Nemotron-Cascade-2-SFT-Data
收藏魔搭社区2026-05-22 更新2026-05-10 收录
下载链接:
https://modelscope.cn/datasets/nv-community/Nemotron-Cascade-2-SFT-Data
下载链接
链接失效反馈官方服务:
资源简介:
# Nemotron-Cascade-2-SFT-Data
We release the SFT data used for training [Nemotron-Cascade-2](https://huggingface.co/nvidia/Nemotron-Cascade-2-30B-A3B).
## Data sources
#### Math
Our non-proof math prompts are sourced from [Nemotron-Cascade-1-SFT](https://huggingface.co/datasets/nvidia/Nemotron-Cascade-SFT-Stage-2) and [Nemotron-Math-v2](https://huggingface.co/datasets/nvidia/Nemotron-Math-v2), with responses generated by DeepSeek-V3.2, DeepSeek-V3.2-Speciale, and GPT-OSS-120B. For mathematical proofs, prompts are taken from [Nemotron-Math-Proofs-v1](https://huggingface.co/datasets/nvidia/Nemotron-Math-Proofs-v1) and generated using DeepSeek-V3.2-Speciale.
#### Science
We collect science prompts from [Nemotron-Cascade-1-SFT](https://huggingface.co/datasets/nvidia/Nemotron-Cascade-SFT-Stage-2) and [Nemotron-Science-v1](https://huggingface.co/datasets/nvidia/Nemotron-Science-v1), coving physics, chemistry, and biology.

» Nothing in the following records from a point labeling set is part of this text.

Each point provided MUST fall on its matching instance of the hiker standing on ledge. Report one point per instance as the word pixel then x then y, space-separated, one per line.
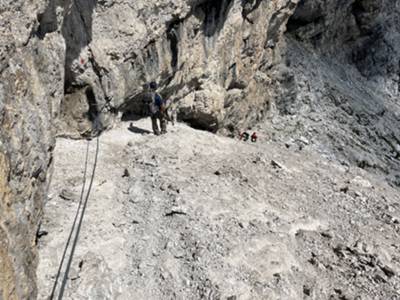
pixel 157 110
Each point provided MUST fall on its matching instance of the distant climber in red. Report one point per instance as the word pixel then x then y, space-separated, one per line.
pixel 254 137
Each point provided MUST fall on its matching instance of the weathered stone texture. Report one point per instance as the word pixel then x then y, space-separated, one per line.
pixel 31 87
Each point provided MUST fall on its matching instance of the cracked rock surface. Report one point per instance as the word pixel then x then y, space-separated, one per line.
pixel 192 215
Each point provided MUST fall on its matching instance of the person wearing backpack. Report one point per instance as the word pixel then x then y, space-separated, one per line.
pixel 157 109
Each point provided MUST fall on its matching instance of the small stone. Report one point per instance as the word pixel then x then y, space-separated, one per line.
pixel 306 290
pixel 276 165
pixel 126 173
pixel 67 195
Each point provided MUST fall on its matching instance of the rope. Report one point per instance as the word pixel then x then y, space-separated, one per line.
pixel 64 282
pixel 97 128
pixel 83 205
pixel 73 224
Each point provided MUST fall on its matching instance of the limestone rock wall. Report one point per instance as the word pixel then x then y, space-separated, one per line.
pixel 31 87
pixel 324 72
pixel 210 58
pixel 339 84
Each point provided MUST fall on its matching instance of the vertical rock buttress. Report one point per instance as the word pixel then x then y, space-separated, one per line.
pixel 31 88
pixel 63 61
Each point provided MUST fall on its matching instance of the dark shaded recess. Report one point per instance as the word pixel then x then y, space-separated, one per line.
pixel 173 38
pixel 198 120
pixel 47 20
pixel 216 12
pixel 77 32
pixel 248 6
pixel 275 23
pixel 93 111
pixel 304 15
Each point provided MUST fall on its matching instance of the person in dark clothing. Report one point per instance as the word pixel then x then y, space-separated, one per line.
pixel 157 111
pixel 254 137
pixel 244 136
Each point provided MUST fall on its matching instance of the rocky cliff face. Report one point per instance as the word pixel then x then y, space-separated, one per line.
pixel 31 87
pixel 325 73
pixel 207 56
pixel 340 84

Responses are generated by GPT-OSS-120B.
#### General Chat
We source general chat samples from [Nemotron-Cascade-1-SFT](https://huggingface.co/datasets/nvidia/Nemotron-Cascade-SFT-Stage-2) and [Nemotron-Instruction-Following-Chat-v1](https://huggingface.co/datasets/nvidia/Nemotron-Instruction-Following-Chat-v1).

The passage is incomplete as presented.